Congressional leaders, art mavens, mayors and doyennes have lined up in support of the installation, seeing it as both a tourist draw and a culture coup on the order of Christo's celebrated "The Gates" in Manhattan's Central Park or his wrapping of the Reichstag in Berlin. Although a final decision isn't expected until next spring, BLM officials seem to have few qualms about possible environmental issues surrounding "Over the River," particularly since the artist has committed to fund all installation and removal costs.
Yet there's a profound disconnect between what Christo is proposing and the way the project is seen among many residents of the area. That point is brought brilliantly home in a recent Journal feature that follows Christo on one of his many goodwill-building trips to the river communities.
We see the artist hanging out with his entourage at the Brown Palace and giving a talk at the Denver Art Museum. He speaks poignantly about the recent loss of his wife and longtime partner in art, Jeanne-Claude. But when he arrives to face local opponents to his proposal in the small burg of Cotopaxi, he wears a frozen smile and doesn't try to engage the naysayers at all. Even some of his supporters wonder if he understands what he's asking when he suggests that locals put up with the formidable traffic and delays the project will cause in the river canyon for months on end.

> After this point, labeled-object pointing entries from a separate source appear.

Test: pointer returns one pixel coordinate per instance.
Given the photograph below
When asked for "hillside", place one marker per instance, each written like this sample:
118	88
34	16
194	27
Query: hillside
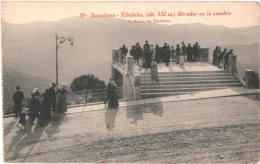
25	81
31	47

"I couldn't care less about Christo's artistic vision," Dan Ainsworth, head of the opposition group ROAR, remarked at the meeting. "We have to live here."
Of course, Christo is used to scoffers and dreary pragmatists trying to nix his ideas, and there's no way he's going to appease everyone -- particularly the more vocal members of ROAR, short for Rags Over the Arkansas River. But you wish he'd try a little harder to justify this particular work in this particular location than the Journal piece suggests he's doing.
Can a work of art be termed a success if it fails to engage the people who have to live with it every day of its existence? If it goes forward despite the local protests, "Over the River" may provide one kind of answer to that question.